The design of sampling depends on the design of the research I am going to conduct. As I see it, there are two research designs that can be deployed in the context of bike safety. To analyze the risk factors and whether helmets can be regarded as an adequate measure of bike safety, a case-control study would be appropriate. To assess and explore the issue theoretically, a systematic review would suffice.
Generally, systematic reviews have the most theoretical value since they summarize the existing evidence and assess them critically. The approaches deployed when conducting a systematic review facilitate the reduction of possible publication bias and give strong evidence to this or that research issue (Melnyk & Fineout-Overholt, 2015). Some of the challenges that can be faced when conducting a systematic review are data retrieval, evaluating the quality of data, and choosing the most optimal method of analyzing it (DiCenso, Guyatt, & Ciliska, 2014). Despite these challenges, such a method appears relevant for our study. Indeed, there is a significant number of qualitative and quantitative studies on the issue of bike safety which calls for systemization and synthesis of the information to deeper explore the issue. Consequently, a systematic sample is needed to enlist the existing works on the subject of bike safety. On the other hand, a case-control study would contribute to the overall field of research and provide practical evidence for future analyses. In this case, stratified sampling would be needed. The population of adolescents and pre-adolescents registered with a bicycle-related injury would be divided by several strata. The strata would be based on the severity of the injuries, with helmet usage or non-usage taken as variables. In addition, the controls’ gender, age, and extra safety measures such as enhanced bicycle frames, smart lighting, louder horns, etc., can be regarded as variables as well.

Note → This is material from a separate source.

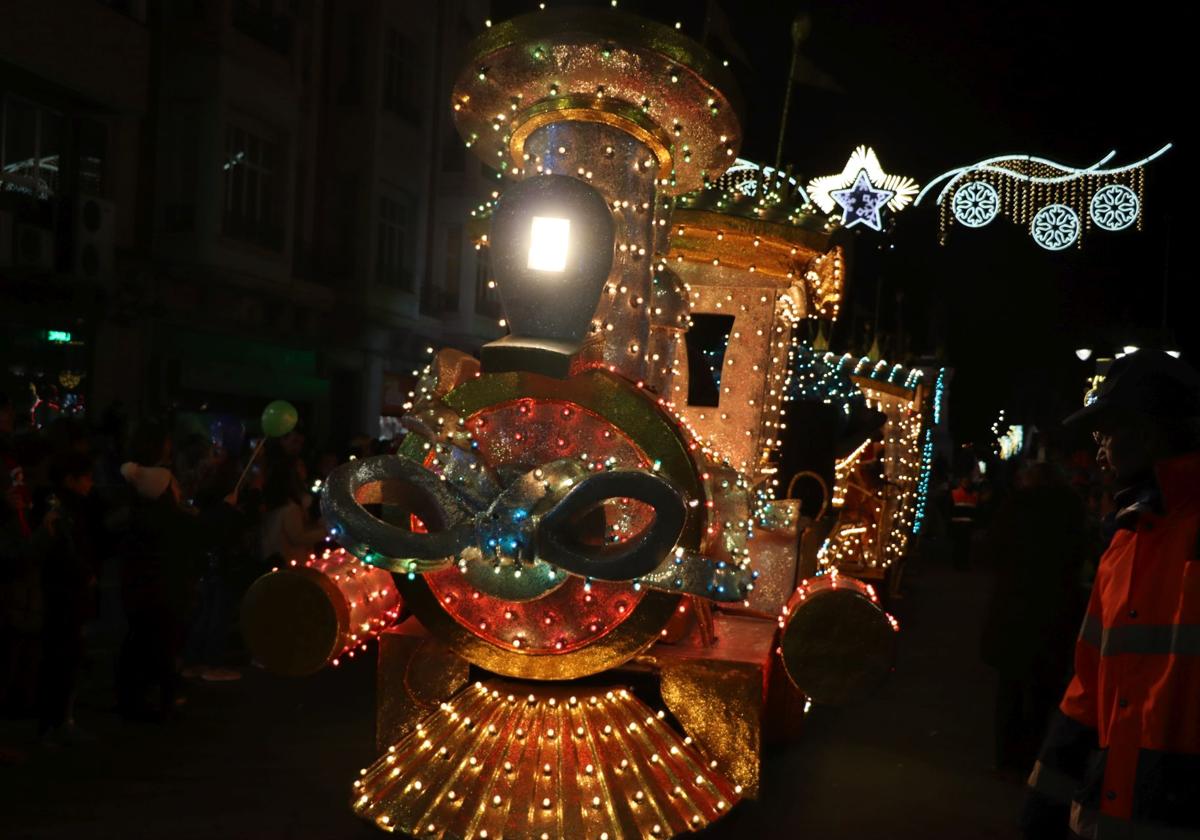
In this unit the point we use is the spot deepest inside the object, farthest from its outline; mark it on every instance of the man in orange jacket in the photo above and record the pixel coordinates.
(1122, 755)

Other sampling designs that can be used in a case-control study are random sampling and matching. At that, random sampling would include selecting a certain number of cases from a larger population by assigning them numbers and using a lottery method to include them into study. Its main advantage is that it is the simplest existing sampling method. On the other hand, the one serious flaw in random sampling is that it overlooks the characteristics of each individual case. To effectively assess the direct consequences of the controls being exposed to some factors – risk factors, in this case – matching seems more appropriate. It helps the controls to be conformed according to the variables, thus homogenizing the sample. If the data is unmatched, it is likely that the research will end up with a plethora of minor strata with not enough evidence for each stratum. Albeit the many advantages that matching has, there are several drawbacks to this method. For instance, matching can prove to be costly and take more time than random sampling. Also, matching increases the amount of exclusion criteria which can diminish the sample size (DiCenso et al., 2014).

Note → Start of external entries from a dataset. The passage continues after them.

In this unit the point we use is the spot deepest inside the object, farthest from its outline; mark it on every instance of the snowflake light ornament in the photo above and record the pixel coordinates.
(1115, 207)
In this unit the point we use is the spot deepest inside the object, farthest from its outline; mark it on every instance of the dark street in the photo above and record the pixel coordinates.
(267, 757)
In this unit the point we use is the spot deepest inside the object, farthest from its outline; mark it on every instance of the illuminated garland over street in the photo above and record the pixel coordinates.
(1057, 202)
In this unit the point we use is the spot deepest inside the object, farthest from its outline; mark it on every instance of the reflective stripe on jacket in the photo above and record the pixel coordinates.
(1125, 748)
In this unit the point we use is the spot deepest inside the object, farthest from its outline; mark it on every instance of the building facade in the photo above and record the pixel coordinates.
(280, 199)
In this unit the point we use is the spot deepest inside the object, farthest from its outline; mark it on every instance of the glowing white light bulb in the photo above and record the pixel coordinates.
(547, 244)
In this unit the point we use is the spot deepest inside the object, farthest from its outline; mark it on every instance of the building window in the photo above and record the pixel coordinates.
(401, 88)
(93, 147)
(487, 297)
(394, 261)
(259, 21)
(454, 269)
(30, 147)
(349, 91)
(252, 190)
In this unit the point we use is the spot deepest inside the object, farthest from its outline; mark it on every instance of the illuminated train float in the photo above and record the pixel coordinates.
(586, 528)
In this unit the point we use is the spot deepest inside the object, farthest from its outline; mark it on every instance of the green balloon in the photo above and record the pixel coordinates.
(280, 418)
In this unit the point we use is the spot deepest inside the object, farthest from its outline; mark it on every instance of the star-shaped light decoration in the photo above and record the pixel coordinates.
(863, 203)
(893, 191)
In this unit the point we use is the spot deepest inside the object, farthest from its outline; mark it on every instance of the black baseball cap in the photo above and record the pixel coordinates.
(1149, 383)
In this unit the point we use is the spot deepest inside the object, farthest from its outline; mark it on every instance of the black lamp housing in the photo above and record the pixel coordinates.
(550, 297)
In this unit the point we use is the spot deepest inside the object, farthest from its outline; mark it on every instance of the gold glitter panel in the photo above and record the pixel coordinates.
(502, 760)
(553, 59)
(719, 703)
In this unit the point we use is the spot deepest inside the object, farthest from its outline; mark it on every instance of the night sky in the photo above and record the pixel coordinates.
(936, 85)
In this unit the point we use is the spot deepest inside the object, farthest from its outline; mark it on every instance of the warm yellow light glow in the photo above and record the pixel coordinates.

Overall, on the current stage of the research as serious as that, it seems justifiable to rely on what is feasible at the moment. It appears that a systematic review of existing findings is more valuable than any observational studies, with its findings based entirely on systemized existing evidence, the possibility of applying critical synthesis and assessment skills, and significant value as a platform for future research.
References
DiCenso, A., Guyatt, G., & Ciliska, D. (2014). Evidence-Based Nursing: A Guide to Clinical Practice. St. Louis, MO: Elsevier Health Sciences.
Melnyk, B. M., & Fineout-Overholt, E. (2015). Evidence-based practice in nursing and healthcare: A guide to best practice (3rd ed.). Philadelphia, PA: Lippincott Williams & Wilkins.